Paul Giannaros

Distributed Compuation in the Labs

Background

These scripts make it easy to run and monitor the execution of processes across all the computers in the CS labs at York.

As part of my final year project, I needed to run a vast number of benchmarks in a short space of time. By distributing the benchmarks over 70 unused computers, I could get around three weeks of solid computation done in one night.

Disclaimer: It’s probably best to be careful with what you do with these scripts. I imagine the administrators allow this computation to happen at their discretion, so it’s best to not abuse it.

Steps for use

These tools only run on Linux and need the worker machines to be booted into Linux, so restart as many machines as you require into Linux.

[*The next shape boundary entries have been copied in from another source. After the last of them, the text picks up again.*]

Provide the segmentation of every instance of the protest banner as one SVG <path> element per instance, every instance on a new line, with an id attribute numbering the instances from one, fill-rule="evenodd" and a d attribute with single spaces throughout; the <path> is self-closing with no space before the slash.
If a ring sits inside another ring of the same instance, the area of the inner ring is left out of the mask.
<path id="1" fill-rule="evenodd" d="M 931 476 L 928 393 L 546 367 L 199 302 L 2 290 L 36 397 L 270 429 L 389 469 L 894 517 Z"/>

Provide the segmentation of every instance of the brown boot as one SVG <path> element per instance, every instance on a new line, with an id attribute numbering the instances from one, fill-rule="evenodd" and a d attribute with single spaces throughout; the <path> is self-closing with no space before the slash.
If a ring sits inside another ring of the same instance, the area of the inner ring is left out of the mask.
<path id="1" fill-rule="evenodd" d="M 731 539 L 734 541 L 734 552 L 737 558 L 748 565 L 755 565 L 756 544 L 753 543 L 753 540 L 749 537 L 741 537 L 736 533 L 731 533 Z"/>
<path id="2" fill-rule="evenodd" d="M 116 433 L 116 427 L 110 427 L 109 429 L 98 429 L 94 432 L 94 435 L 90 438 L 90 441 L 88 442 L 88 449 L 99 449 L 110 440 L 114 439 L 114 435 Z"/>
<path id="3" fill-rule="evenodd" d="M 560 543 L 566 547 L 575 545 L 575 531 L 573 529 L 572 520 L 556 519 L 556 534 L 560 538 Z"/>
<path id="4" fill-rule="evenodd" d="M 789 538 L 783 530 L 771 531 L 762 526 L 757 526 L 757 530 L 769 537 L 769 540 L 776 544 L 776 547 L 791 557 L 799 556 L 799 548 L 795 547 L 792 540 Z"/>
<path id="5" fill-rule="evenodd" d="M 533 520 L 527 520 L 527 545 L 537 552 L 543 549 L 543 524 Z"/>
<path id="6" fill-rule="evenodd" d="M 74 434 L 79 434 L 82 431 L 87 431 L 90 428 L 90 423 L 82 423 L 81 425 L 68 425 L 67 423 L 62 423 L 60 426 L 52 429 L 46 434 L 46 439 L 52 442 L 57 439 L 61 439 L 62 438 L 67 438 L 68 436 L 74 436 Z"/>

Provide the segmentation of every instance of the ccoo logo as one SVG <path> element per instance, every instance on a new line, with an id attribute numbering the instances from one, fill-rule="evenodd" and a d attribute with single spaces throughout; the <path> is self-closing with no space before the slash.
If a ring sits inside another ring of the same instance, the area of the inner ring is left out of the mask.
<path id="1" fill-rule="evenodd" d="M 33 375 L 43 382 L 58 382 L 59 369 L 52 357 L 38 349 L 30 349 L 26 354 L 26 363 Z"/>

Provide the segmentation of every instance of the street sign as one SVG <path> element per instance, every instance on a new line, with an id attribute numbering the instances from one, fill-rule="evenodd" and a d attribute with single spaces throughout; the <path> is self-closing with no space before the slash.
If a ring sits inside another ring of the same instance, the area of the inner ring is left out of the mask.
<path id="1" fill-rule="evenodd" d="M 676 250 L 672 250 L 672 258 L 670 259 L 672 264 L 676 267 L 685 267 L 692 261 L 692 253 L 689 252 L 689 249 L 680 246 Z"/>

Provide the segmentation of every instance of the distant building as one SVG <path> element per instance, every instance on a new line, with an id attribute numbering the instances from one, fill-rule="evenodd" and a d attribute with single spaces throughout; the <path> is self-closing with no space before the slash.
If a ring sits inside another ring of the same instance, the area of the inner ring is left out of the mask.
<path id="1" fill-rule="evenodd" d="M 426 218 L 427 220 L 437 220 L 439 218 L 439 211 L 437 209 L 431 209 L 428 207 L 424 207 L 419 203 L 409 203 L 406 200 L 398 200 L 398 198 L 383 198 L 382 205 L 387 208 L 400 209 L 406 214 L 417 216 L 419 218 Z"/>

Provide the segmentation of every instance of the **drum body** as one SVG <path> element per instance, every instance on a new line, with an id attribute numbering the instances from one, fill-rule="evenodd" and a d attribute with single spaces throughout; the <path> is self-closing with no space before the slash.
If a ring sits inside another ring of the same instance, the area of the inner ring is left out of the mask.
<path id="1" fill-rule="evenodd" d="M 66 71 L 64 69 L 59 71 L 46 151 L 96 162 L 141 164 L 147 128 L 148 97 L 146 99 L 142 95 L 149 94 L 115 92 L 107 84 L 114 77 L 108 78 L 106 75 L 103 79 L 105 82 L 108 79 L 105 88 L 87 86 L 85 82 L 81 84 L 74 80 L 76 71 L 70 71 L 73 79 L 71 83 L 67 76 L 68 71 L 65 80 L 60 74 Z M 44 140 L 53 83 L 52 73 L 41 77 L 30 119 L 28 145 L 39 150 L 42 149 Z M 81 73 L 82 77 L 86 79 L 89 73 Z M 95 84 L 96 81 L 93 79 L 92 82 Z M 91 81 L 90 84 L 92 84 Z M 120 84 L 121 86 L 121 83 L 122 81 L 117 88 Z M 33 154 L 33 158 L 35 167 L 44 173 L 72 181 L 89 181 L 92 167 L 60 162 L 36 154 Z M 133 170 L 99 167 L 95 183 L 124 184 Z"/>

Firstly, log on to a lab PC. Get a list of all lab PCs which you want to run computation on and put them in a file called ‘.labpcs’ in your home directory. This can be done manually or automatically:

  • Manually: look at the stickers on the machines and note the name for each one – the name will be ‘pcXs’, where X is a three-digit number, e.g. pc172s. Put these names in the .labpcs file, one on each line.
  • Automatically: run the command
    labpcs > ~/.labpcs
    The labpcs command scans all of the lab PCs and lists those which are booted into Linux and not currently in use.

With the list of worker machines in place, you can now use the labrun command to execute commands across all of the machines and track their progress. labrun works by allowing you to specify (or generate) a list of commands to be executed. It takes care of allocating commands to each free computer and restarting the command if the computer goes down mid-execution. Use is illustrated by example.

Examples

Suppose there were three worker machines listed in ~/.labpcs, and you wanted to run the standard sleep command 5 times, sleeping for different amounts of time. You would use the following to do so:

labrun sleep 20 21 22 23 24

The first worker will execute sleep 20, the second will execute sleep 21, and the third will execute sleep 22. When any worker finishes running its command, it will be allocated the next command (in this case, sleep 23). labrun will terminate when all commands have been completed.

Another example: suppose you wanted to build a word Markov chain by training on a corpus. Your corpus consists of a large number of text files in a folder, and you have a program, markovtrain, which takes as its sole argument the path to a text file to be trained on. If your corpus folder is called ‘corpus’ in your home directory and the path to the executable markovtrain is ~/foo/markovtrain, then you can use:

labrun ~/foo/markovtrain ~/corpus/*.txt

Complex arguments with Python

Clearly it becomes impractical to list all different arguments if there are hundreds of commands to be executed. labrun allows you to specify the arguments using a Python expression. The sleep example above could be executed with:

labrun sleep 'py:range(20, 25)'

If the first argument starts with ‘py:’, then the following text is evaluated as Python code. The code must produce a list, and that list is taken to be the distributed command arguments.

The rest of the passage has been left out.